2 Replies Latest reply on Dec 17, 2013 4:58 PM by nuke1234

    vgpr allocation tahiti 7990

    nuke1234

      Hello!

       

      i am trying to allocate two unit16[1024] arrays in private memory (128KB). From what i understood is that the SI Tahiti has 256KB vgprs. When i try to compile the kernel for SI Tahiti with CodeXL i get an insufficient resources error. I am able to compile the kernel with two uint16[512] arrays and it uses only 92 vgprs. is there an internal limit of how many vgprs can be used by one kernel?

       

      best regards

      Karl

        • Re: vgpr allocation tahiti 7990
          sunsetquest

          Hi Karl, Some random notes that I hope might help.  (im not a Open CL programmer so maybe someone else can help more)

           

          Each CU 64K vgprs (aka 256KB) and this is shared between 4 sets(at the minimum) of 64 threads so that leaves 256/thread.   Another way to look at it is you have 256KB / 4 bytes_per_reg = 64K vgprs.  64K vgprs/ 4 wavefronts = 16K vgprs per wavefront.  16K vgprs/ 64 threads = 256 regs.  (also 256 vgprs/thread is the hardware the limit) 

           

          With that said, I am note sure how "two uint16[512]" fit in vgprs because that would be 1024 regs( 2X512). Also vgprs cannot always be accessed via index so maybe this array is in shared memory.  (32KB max)

           

          Performance note: using 92 vgprs will probably not result in good performance.  This will only fit 10 wavefronts/CU so it will not be able to hide latencies very well. Its best to have 16-32 wavefronts in most situations. Using anything over 128 vgprs will always hurt performance.  If your code has lots of main memory access or is a large kernel.  Its best to keep it 64 or less if possible.
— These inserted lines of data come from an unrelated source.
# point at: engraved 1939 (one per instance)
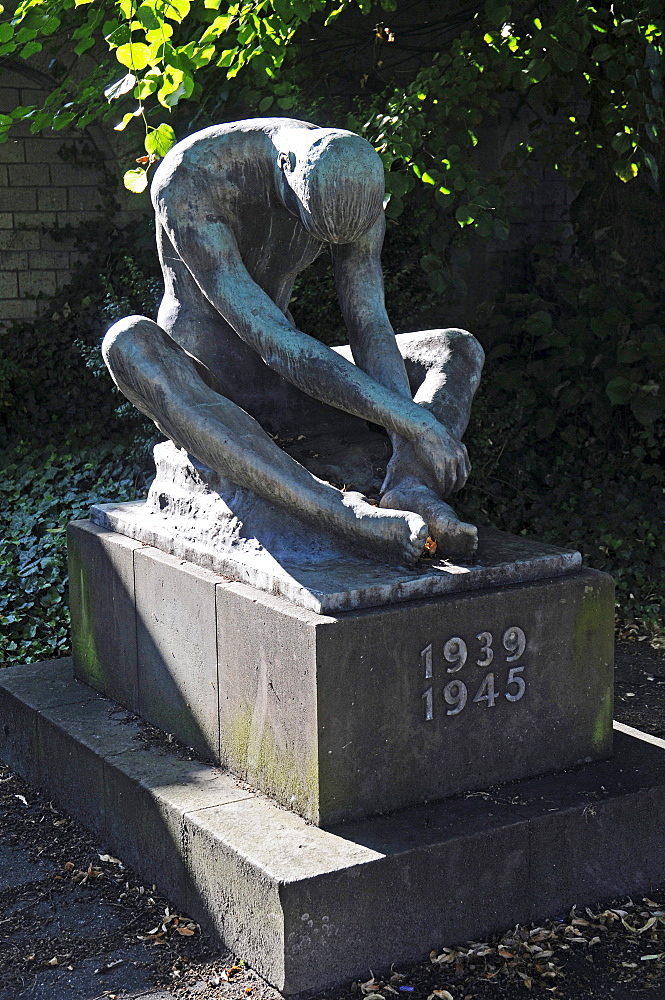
(481, 689)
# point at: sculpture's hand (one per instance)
(446, 458)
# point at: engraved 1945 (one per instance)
(455, 654)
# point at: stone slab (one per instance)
(307, 907)
(322, 576)
(367, 711)
(177, 648)
(102, 603)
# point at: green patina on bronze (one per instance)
(254, 754)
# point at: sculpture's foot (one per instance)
(394, 535)
(455, 539)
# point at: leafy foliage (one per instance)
(39, 495)
(568, 429)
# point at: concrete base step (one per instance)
(308, 907)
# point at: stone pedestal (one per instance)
(309, 908)
(340, 716)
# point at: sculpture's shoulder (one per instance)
(234, 157)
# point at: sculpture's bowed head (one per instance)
(332, 180)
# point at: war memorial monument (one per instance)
(404, 721)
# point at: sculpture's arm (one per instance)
(359, 282)
(209, 250)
          • Re: vgpr allocation tahiti 7990
            nuke1234

            thank you for your answer. i use now __global mem (as i need 128KB per Thread) and try to hide latency via parallel execution of wavefronts (don't know if i got the terminology right). Anyhow the opencl compiler does pretty much what he wants, is not predictable and uses way to many vgprs... but i guess i will find my way somehow.